Au dessous du Château de Pierre-en Scise, on avait érigé un obélisque de soixante-trois pieds de haut sur un piédestal de douze pieds, orné de reliefs et soutenu par quatre lions tenant l’écusson de la ville, avec l’inscription : nomen qui terminat astris. Le sommet était orné d’un croissant en argent. Entres les fentes des pierres on avait mis de l’herbe naturelle, approchant mieux de son antiquité[1] De l’autre côté du chemin, on avait préparé un spectacle qui rappelait un peu les moralités que l’âge précédent aimait à représenter aux carrefours dans les entrées solennelles[2]. Mais cette allégorie était toute pénétrée des idées et des formes de la Renaissance. Dans un jardin élevé, où l’on avait planté une forêt, on vit des cerfs, des biches et des chevreuils privés. On entendit sonner un cor et Diane apparut avec ses vierges et compagnes pour y chasser ; toutes étaient en costumes soi-disant antiques et ornées de bijoux de grande valeur. C’étaient les plus apparentes et belles femmes mariées, veufves et filles de Lyon qui jouaient leur mystère de si bonne sorte que la plupart des princes, seigneurs, gentils-hommes et courtisans en demeurèrent fort ravis, raconte Brantôme qui se flattait d’être connaisseur en beauté féminine[3]. Vers la fin de la chasse, un lion dompté vint se jeter aux pieds de la déesse qui le lia avec un ruban blanc et noir et offrit ainsi la bête humiliée au roi, en prononçant de fort bonne grâce un dizain qui est très probablement de Maurice Scève[4], à en juger d’après le style. Il va sans dire que le roi

  1. On goûtait donc en France la poésie des ruines même avant les Antiquités de Rome de J. du Bellay
  2. Encore à l’entrée de François Ier en 1515.

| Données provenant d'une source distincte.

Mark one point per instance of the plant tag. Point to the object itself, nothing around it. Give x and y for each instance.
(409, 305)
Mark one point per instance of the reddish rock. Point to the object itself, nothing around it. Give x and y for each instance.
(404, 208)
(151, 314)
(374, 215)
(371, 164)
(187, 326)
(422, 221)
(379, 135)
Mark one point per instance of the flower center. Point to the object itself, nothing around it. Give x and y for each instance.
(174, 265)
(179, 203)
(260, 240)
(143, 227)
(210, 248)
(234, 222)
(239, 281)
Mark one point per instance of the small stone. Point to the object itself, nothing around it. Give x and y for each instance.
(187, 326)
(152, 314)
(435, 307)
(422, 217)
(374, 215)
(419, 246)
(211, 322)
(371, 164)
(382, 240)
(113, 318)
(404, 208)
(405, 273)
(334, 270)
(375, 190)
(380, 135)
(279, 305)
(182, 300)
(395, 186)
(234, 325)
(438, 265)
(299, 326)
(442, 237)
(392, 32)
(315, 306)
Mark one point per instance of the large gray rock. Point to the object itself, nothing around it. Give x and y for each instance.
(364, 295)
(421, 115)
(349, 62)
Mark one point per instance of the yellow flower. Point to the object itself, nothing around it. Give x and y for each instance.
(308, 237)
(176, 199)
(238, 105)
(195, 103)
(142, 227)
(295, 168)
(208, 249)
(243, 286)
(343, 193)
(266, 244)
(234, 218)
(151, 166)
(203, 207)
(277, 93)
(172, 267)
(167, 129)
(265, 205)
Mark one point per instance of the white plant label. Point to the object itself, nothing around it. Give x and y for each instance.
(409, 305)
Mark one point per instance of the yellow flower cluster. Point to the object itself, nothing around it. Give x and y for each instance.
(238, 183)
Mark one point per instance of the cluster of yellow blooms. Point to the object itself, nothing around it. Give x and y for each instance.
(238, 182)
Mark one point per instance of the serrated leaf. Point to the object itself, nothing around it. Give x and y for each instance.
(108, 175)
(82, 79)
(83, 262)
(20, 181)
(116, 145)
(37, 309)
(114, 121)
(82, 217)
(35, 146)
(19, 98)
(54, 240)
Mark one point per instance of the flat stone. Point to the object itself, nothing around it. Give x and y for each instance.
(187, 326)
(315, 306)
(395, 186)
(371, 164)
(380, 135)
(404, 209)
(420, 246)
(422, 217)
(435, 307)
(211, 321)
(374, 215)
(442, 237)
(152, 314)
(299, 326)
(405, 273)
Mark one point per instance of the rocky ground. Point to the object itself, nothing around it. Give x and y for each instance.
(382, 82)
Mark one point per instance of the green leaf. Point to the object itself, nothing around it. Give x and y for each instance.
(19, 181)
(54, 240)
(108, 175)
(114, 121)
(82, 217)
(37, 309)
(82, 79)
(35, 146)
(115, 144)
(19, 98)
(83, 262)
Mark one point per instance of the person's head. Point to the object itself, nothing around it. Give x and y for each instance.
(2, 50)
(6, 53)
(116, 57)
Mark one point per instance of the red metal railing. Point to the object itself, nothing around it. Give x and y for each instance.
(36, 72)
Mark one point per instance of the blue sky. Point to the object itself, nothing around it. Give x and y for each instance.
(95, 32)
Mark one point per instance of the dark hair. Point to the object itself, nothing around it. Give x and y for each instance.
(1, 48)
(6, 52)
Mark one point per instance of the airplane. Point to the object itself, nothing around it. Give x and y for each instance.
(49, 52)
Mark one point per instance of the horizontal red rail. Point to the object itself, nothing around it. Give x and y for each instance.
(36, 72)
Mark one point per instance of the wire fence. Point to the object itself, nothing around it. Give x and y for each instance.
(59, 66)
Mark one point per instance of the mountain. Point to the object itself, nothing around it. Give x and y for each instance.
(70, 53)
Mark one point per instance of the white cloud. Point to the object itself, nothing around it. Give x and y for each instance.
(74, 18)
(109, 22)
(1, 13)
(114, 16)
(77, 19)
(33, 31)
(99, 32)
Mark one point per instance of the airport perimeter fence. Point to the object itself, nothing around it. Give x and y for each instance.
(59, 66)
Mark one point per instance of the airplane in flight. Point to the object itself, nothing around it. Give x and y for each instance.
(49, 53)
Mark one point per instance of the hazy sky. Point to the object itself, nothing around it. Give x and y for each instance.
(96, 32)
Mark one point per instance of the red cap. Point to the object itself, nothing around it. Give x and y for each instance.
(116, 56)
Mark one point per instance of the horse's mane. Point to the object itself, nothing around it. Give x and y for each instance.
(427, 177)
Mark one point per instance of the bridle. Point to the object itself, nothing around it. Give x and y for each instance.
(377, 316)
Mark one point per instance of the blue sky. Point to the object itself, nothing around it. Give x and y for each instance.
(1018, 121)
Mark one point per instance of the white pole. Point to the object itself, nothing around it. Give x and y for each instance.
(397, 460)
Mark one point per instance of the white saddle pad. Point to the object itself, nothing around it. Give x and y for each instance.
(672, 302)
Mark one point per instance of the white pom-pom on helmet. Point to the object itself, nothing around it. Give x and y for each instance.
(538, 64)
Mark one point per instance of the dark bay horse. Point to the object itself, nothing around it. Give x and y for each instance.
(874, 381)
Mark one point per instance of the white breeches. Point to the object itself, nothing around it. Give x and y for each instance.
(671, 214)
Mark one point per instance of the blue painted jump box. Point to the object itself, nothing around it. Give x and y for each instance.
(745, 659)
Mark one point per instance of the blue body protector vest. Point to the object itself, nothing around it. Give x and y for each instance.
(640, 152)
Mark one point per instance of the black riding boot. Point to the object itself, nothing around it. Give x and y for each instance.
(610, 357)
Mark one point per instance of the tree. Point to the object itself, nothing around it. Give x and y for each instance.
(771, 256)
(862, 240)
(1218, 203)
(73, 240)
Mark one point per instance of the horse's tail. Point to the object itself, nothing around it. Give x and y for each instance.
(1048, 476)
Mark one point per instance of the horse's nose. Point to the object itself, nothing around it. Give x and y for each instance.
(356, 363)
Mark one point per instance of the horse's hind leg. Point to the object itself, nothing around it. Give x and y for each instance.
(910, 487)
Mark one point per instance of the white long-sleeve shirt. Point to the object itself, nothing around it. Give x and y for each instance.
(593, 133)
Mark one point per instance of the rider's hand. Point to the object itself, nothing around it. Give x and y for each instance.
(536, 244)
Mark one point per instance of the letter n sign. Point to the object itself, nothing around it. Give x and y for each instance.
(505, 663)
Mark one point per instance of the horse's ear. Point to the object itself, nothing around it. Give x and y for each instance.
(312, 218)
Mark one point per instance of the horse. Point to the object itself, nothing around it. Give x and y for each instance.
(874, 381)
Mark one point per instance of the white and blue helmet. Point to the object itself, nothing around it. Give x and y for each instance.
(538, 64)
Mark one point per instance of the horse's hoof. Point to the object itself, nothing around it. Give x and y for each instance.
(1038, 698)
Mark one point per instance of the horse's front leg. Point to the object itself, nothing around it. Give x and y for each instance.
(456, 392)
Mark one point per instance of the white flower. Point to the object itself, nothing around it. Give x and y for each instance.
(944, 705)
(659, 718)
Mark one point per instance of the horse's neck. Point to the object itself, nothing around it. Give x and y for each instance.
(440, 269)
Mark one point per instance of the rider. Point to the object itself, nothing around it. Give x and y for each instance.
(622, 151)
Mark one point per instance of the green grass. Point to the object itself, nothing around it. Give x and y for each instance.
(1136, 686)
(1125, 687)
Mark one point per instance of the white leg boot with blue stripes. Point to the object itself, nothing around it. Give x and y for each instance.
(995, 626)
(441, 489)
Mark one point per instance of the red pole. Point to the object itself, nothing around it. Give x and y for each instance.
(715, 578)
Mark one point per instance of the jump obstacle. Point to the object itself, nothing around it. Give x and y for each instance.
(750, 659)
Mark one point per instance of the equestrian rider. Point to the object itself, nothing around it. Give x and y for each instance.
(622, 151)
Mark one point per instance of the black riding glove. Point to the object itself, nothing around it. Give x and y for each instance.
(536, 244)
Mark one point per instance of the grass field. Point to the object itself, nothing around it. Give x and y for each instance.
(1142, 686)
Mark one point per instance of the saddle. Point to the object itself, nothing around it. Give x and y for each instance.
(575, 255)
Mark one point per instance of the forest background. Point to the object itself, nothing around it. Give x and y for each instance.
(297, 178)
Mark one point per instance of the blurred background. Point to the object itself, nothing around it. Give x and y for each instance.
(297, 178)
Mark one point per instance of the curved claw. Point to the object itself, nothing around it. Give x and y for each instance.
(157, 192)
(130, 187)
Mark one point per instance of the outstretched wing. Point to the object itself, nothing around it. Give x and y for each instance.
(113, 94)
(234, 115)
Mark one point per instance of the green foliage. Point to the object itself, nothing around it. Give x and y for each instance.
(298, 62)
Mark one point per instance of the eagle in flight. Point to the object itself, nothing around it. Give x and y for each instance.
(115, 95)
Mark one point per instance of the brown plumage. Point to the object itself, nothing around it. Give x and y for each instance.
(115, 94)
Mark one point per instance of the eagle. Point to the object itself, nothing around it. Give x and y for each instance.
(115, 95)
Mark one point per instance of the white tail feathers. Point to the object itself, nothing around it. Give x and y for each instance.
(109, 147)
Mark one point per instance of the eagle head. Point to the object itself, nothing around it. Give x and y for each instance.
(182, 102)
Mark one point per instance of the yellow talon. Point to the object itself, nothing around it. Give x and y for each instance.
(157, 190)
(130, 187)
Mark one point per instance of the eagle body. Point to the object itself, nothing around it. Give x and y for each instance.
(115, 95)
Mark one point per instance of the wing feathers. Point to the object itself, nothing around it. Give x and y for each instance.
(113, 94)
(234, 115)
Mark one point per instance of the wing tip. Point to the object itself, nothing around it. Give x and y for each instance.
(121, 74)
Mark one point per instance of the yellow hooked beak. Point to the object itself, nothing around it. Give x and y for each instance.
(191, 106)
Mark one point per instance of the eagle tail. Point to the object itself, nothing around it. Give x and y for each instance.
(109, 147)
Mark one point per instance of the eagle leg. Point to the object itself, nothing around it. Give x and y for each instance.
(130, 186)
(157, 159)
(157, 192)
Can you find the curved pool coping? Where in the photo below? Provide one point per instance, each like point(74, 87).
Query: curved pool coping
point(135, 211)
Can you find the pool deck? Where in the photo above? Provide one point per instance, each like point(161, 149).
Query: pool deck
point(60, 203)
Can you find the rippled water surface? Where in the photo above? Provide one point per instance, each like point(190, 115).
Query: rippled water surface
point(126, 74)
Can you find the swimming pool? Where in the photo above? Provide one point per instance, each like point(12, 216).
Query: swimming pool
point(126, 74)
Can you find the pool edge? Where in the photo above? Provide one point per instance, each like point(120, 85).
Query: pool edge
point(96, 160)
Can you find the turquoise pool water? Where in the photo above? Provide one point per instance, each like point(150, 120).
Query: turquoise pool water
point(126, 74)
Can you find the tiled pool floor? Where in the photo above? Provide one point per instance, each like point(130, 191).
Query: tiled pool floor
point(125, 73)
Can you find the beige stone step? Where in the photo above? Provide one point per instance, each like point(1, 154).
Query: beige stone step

  3. Brantôme, éd Lalanne. t. IX, p. 18.
  4. Le grand plaisir de la chasse usitée
    Auquel par monts, vallées et campagnes
    Je m’exercite avecques mes compagnes
    Jusqu’en vos bois, Sire, m’a incitée.
    Où ce Lyon d’amour inusitée
    S’est venu rendre en ceste nostre bande,
    Lequel soudain à sa privauté grande
    J’ai recongneu et aux gestes humains
    Estre tout vostre, aussi entre vos mains
    Je le remets et le vous recommande.